Myanmar’s Military Committed Genocide Against Rohingya, U.S. Says

Myanmar’s Military Committed Genocide Against Rohingya, U.S. Says

Noting Ms. Aung San Suu Kyi’s possible culpability, Mr. Ba added, “We should, however, be careful not to attribute these crimes solely to the Myanmar’s military junta.”

Mr. Blinken said the Biden administration would continue to provide humanitarian aid to Rohingya refugees, the majority of whom have fled to neighboring Bangladesh, and would send $1 million to a U.N. fact-finding mission that is gathering evidence on Myanmar’s worst cases of atrocities since 2011.

American investigators conducted their own inquiry into the violence, interviewing more than 1,000 refugees who reported widespread and systematic attacks. More than half of the Rohingya interviewed witnessed sexual assaults, and three-quarters said they saw killings at the hands of the military. One of every five Rohingya interviewed witnessed a mass casualty event, where more than 100 people were killed or injured, Mr. Blinken said, citing the report.

“The evidence also points to a clear intent behind these mass atrocities — the intent to destroy Rohingya,” Mr. Blinken said.

The State Department stopped short of declaring the Myanmar atrocities to be genocide when it released the findings in 2018, in part to maintain an alliance with the government and keep neighboring China off balance in the region. More than two years later, at the end of the Trump administration, Secretary of State Mike Pompeo declared the systemic abuse and detention of Muslim Uyghurs in the Xinjiang region of China to be an act of genocide.

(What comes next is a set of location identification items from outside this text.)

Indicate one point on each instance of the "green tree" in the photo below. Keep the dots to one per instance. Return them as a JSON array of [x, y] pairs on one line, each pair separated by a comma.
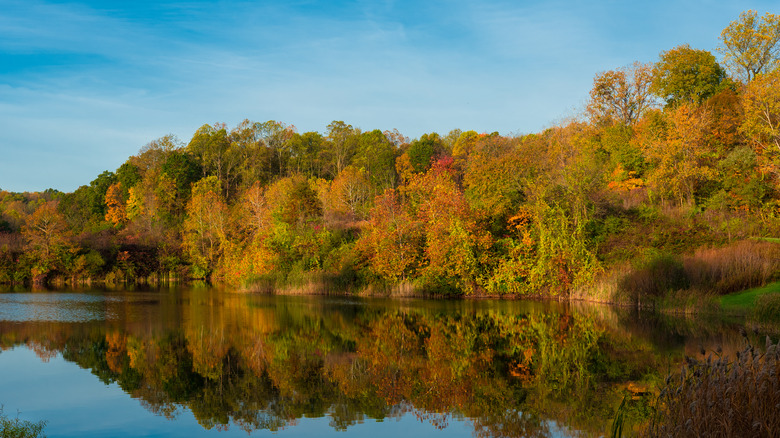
[[212, 147], [761, 123], [688, 75], [622, 95], [205, 227], [342, 139], [750, 44]]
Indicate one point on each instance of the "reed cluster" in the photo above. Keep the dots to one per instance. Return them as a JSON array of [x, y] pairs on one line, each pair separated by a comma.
[[710, 271], [720, 397]]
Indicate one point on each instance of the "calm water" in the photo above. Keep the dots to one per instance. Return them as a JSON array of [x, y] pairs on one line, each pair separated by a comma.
[[192, 362]]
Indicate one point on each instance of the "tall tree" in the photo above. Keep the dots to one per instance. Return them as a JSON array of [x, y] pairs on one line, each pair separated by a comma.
[[621, 95], [206, 225], [750, 44], [684, 74], [342, 143], [761, 124]]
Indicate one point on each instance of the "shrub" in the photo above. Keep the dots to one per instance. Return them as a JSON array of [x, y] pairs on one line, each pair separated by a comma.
[[767, 308], [655, 277], [16, 428], [733, 268]]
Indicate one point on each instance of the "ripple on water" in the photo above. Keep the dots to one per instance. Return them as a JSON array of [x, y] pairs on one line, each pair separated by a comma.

The Biden administration has also resisted declaring atrocities in Ethiopia’s northern Tigray province to be a genocide, although Mr. Blinken has warned of cases of ethnic cleansing against civilians there. And just last week, Mr. Blinken said he believed that war crimes had been committed by Russian forces in their invasion of Ukraine but said investigators still had not concluded that officially.

Still, Mr. Blinken mentioned both conflicts on Monday. Shortly after his speech, the State Department also announced that it had designated Sudan’s Central Reserve Police as a human rights violator after accusations of rape, torture and other abuses against pro-democracy protesters surfaced starting late last year, including as recently as last week.